A slightly modified benchmark gives maybe a clearer picture:
#!/usr/bin/env python
import timeit
import sys
from urllib.parse import quote, unquote
UNQUOTED_STRING = '=' * 10000
QUOTED_STRING = '%3D' * 10000
def measure_quote():
return quote(UNQUOTED_STRING)
def measure_unquote():
return unquote(QUOTED_STRING)
if __name__ == '__main__':
number = int(sys.argv[1])
repeat = int(sys.argv[2])
# measure the time it takes to execute quote
quote_times = timeit.repeat(measure_quote, number=number, repeat=repeat)
best_quote_time_avg = min(quote_times) / number
# measure the time it takes to execute unquote
unquote_times = timeit.repeat(measure_unquote, number=number, repeat=repeat)
best_unquote_time_avg = min(unquote_times) / number
print(f'quote, {number} loops, best of {repeat}: {best_quote_time_avg * 1000:.3f} msec per loop, {len(QUOTED_STRING) / 1024 / 1024 / best_quote_time_avg:.2f} MB/s')
print(f'unquote, {number} loops, best of {repeat}: {best_unquote_time_avg * 1000:.3f} msec per loop, {len(UNQUOTED_STRING) / 1024 / 1024 / best_unquote_time_avg:.2f} MB/s')
This gives locally (AMD Ryzen 7 5825U):
$> python3.12 unparse_benchmark.py 1000 10
quote, 1000 loops, best of 10: 0.263 msec per loop, 108.59 MB/s
unquote, 1000 loops, best of 10: 1.068 msec per loop, 8.93 MB/s
I think this is roughly what @Rosuav was looking for – while it doesn’t directly give a ratio of unparse v/s full request time, it helps informing it.
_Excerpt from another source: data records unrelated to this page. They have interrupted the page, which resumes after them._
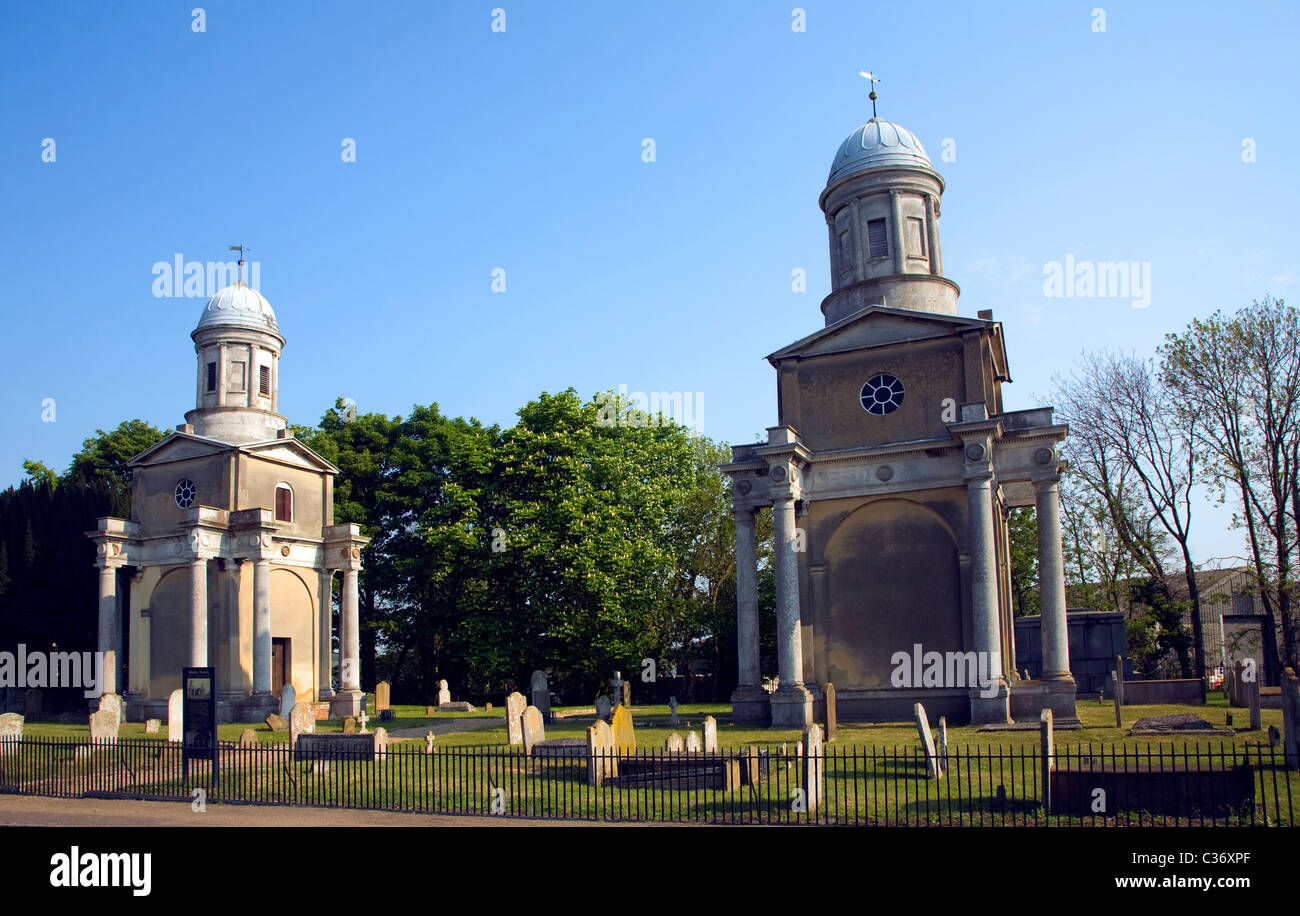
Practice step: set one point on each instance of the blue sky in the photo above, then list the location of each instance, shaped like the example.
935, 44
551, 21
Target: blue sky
521, 150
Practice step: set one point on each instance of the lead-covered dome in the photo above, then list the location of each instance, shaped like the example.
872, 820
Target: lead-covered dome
878, 143
239, 305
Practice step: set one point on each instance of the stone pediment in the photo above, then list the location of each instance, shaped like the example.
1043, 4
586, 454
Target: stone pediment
876, 326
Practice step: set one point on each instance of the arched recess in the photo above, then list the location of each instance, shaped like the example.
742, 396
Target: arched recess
893, 581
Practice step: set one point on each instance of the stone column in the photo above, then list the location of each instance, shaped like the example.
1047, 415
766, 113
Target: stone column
198, 612
108, 626
1056, 634
984, 612
749, 699
351, 658
326, 632
261, 625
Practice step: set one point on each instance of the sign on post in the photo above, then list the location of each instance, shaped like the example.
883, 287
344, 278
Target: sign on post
200, 719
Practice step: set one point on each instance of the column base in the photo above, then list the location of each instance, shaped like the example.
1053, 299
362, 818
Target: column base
792, 707
750, 704
995, 710
346, 703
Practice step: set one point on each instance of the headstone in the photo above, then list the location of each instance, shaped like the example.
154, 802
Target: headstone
710, 734
300, 721
814, 764
176, 715
601, 760
112, 703
540, 694
1047, 747
103, 726
624, 733
31, 704
515, 704
534, 728
934, 769
287, 698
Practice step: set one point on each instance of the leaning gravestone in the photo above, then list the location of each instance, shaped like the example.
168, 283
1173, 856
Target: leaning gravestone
533, 726
515, 704
814, 764
934, 769
710, 734
302, 720
103, 726
287, 698
541, 694
624, 733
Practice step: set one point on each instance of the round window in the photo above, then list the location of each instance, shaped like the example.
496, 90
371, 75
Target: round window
185, 493
882, 394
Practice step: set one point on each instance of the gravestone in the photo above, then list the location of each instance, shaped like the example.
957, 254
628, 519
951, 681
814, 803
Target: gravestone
601, 762
814, 764
300, 721
934, 769
112, 703
176, 715
31, 704
287, 698
534, 728
624, 733
540, 694
103, 726
515, 704
710, 734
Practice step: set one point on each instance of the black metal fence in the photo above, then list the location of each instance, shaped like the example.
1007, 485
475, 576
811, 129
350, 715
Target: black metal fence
1082, 785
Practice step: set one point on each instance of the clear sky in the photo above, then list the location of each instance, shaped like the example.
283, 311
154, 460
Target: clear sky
523, 151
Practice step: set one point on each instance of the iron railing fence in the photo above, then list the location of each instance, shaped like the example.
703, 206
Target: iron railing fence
1086, 785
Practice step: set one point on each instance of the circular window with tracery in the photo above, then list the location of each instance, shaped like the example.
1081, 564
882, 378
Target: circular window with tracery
185, 494
882, 394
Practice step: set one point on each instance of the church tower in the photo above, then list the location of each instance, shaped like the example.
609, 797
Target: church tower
891, 473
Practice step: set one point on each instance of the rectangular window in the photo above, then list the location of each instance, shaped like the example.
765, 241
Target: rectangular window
876, 239
915, 238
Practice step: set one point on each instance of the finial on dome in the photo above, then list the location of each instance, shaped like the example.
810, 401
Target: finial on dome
867, 74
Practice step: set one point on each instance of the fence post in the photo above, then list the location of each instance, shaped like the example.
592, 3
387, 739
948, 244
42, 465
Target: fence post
1048, 754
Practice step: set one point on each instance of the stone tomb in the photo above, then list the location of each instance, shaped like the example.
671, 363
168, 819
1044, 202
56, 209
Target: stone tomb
515, 704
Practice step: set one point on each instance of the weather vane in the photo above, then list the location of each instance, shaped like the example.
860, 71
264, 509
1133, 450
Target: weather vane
867, 74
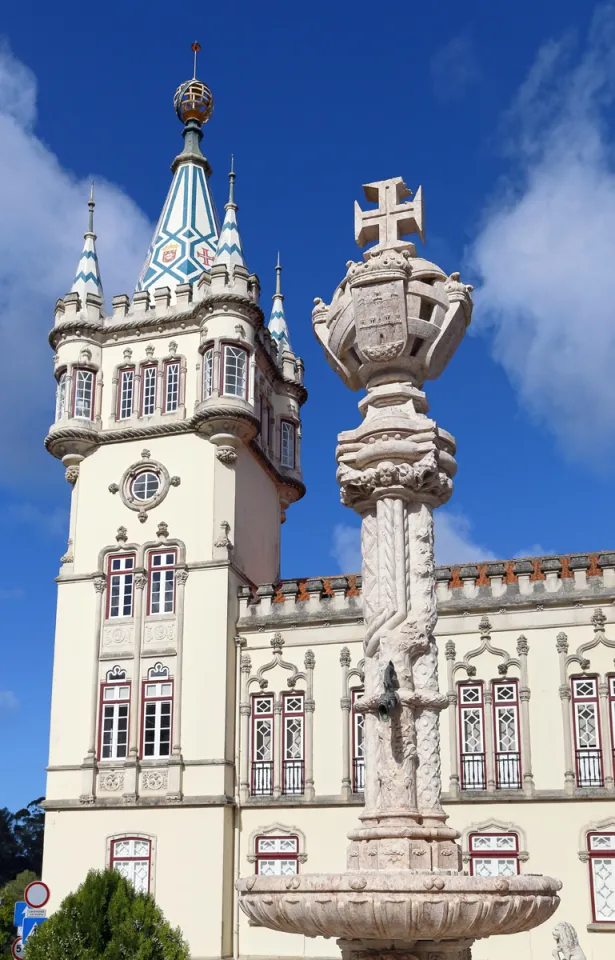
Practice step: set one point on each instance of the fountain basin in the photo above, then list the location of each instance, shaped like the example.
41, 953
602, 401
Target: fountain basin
399, 905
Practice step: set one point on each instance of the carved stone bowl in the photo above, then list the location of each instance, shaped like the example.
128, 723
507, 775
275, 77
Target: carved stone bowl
398, 905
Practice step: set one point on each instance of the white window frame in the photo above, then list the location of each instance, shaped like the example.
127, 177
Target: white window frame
121, 578
138, 854
172, 378
288, 439
126, 393
234, 371
114, 706
83, 400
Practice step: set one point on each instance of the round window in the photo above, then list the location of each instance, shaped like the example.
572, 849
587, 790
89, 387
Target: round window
145, 485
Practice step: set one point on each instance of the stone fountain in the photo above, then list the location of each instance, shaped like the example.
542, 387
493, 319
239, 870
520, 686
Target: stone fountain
395, 321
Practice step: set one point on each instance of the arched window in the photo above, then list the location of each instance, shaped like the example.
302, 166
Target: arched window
234, 371
132, 857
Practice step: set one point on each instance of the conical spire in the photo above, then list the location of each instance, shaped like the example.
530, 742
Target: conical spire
229, 250
87, 279
277, 326
185, 239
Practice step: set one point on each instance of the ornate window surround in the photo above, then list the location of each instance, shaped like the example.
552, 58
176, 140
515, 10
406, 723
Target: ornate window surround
568, 669
507, 662
245, 709
109, 840
493, 826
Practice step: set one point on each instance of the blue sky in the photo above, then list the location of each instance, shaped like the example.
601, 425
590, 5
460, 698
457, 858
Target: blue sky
505, 116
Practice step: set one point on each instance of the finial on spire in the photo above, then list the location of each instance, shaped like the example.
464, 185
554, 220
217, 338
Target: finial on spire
196, 46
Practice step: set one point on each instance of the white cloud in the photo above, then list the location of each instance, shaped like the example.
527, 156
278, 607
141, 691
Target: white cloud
454, 543
43, 214
454, 68
546, 249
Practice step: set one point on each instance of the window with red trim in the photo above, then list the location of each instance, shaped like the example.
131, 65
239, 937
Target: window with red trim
149, 379
287, 444
161, 592
171, 386
586, 724
506, 734
126, 393
358, 745
601, 850
157, 713
83, 393
494, 854
262, 745
472, 735
132, 857
277, 856
120, 594
234, 371
114, 716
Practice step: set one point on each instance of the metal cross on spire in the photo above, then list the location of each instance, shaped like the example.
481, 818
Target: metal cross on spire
393, 219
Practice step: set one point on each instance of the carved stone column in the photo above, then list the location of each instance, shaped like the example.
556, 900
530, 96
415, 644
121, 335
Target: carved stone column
524, 697
566, 697
310, 705
453, 739
346, 705
88, 788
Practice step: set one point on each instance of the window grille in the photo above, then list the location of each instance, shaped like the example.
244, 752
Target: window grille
262, 746
601, 849
494, 854
121, 586
586, 723
358, 745
506, 722
127, 386
157, 718
61, 396
171, 386
208, 373
132, 857
287, 444
293, 726
114, 710
472, 736
84, 394
162, 582
234, 381
148, 397
277, 856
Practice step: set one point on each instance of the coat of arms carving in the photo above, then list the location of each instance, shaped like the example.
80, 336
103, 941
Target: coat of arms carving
380, 320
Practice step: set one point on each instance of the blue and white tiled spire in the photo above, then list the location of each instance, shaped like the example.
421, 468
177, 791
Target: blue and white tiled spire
87, 279
230, 251
277, 325
185, 240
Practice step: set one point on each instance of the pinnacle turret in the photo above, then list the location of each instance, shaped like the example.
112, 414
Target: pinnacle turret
278, 328
230, 252
87, 279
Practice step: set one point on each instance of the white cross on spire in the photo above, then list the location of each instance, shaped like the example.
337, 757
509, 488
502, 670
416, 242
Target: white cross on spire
393, 219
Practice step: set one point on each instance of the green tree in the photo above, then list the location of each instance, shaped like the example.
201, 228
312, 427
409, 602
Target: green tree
106, 919
10, 893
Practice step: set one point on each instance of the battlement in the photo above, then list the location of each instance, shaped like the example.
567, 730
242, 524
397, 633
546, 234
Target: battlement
570, 578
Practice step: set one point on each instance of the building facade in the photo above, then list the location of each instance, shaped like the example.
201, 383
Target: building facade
202, 713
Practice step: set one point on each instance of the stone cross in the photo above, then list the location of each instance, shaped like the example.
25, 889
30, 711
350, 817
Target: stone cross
393, 219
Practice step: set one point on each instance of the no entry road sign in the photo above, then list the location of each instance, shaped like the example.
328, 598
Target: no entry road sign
17, 949
36, 894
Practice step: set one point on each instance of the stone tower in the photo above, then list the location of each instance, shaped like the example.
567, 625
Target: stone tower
178, 425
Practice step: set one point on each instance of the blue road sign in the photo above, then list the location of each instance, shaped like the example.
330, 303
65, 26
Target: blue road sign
30, 924
20, 908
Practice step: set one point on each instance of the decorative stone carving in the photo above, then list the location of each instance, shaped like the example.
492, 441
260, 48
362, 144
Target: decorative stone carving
112, 781
154, 780
227, 455
567, 945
I’d posit that, for the most part, URL requests take much more than a millisecond to be satisfied, while at the same time they don’t contain such degenerate cases, so maintaining an optimised, C-written version of this function might not be worth it.
@nggit you mentioned in your opening message that you worry about speed. Be mindful of these results: these numbers are sub-MB/s, while json coding/decoding often runs at 100s of MB/s, if not GB/s, depending on the library you use. If you managed to optimise urllib.parse
to be competitive with PHP’s implementation, you’d probably be reaching the order-of-magnitude performance you’d get now with JSON; until then you’ll be paying a hefty price.